If you haven’t seen a news article or blog post lately wringing its hands over whether the fintech sector is overvalued or indeed in a bubble, just wait a few minutes: there is bound to be another one soon.
It’s conspicuous how often this charge comes around, and in different forms. Last summer, Barron’s raised the question of whether fintech stocks are overpriced. More recently, American Banker pondered whether the apparently shrinking share of global market capitalization of the banking and payment industries that traditional banks account for — 72% today, down from 96% a decade ago — should be a cause for worry. (This concern was itself prompted by a somewhat fuzzy statistic presented by The Economist.)

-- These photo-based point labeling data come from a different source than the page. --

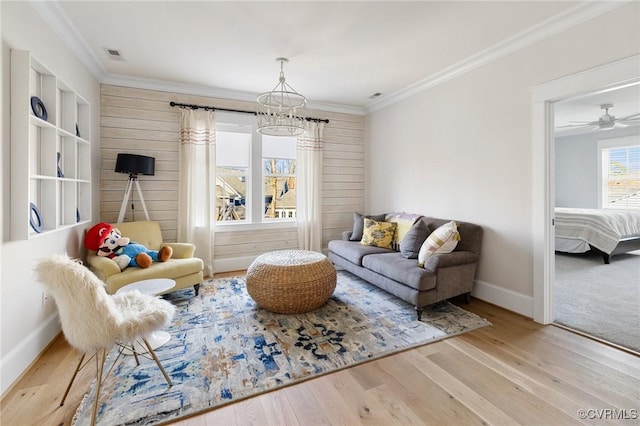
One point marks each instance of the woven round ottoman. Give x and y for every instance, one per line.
x=291, y=281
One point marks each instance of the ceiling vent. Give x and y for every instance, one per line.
x=114, y=54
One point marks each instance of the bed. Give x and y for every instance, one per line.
x=606, y=231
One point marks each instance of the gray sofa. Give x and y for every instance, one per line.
x=443, y=276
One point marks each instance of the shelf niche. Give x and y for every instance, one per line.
x=50, y=151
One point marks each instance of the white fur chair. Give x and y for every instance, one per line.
x=93, y=321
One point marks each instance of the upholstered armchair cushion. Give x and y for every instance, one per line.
x=185, y=269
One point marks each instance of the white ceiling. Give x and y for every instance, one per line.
x=587, y=108
x=341, y=53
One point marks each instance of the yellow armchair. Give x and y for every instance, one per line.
x=185, y=269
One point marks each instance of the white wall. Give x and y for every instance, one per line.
x=576, y=167
x=463, y=149
x=27, y=326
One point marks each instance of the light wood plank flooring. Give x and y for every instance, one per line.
x=515, y=372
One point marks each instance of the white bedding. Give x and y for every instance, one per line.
x=577, y=228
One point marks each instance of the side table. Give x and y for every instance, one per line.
x=153, y=286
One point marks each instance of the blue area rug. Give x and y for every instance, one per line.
x=223, y=348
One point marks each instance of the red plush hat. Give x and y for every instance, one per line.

So let’s put the spoiler up high: Yes, fintech companies are overvalued. The more important question is: How much does that overvaluation actually matter?
The first bit of context to consider is the valuation of the market as a whole. We’re in the middle of the worst global pandemic in a century, and the reaction of the American stock market has been a slump that lasted maybe three months. If people need something to freak out about, it should be that. (And those who pay attention to such things do seem to be spooked; the Nobel Prize-winning economist Robert Shiller assembles a Crash Confidence Index, and recently pointed out that “an overwhelming majority of investors said there was a greater than 10 percent probability of an imminent crash — really, a remarkable indicator that people are quite worried.”)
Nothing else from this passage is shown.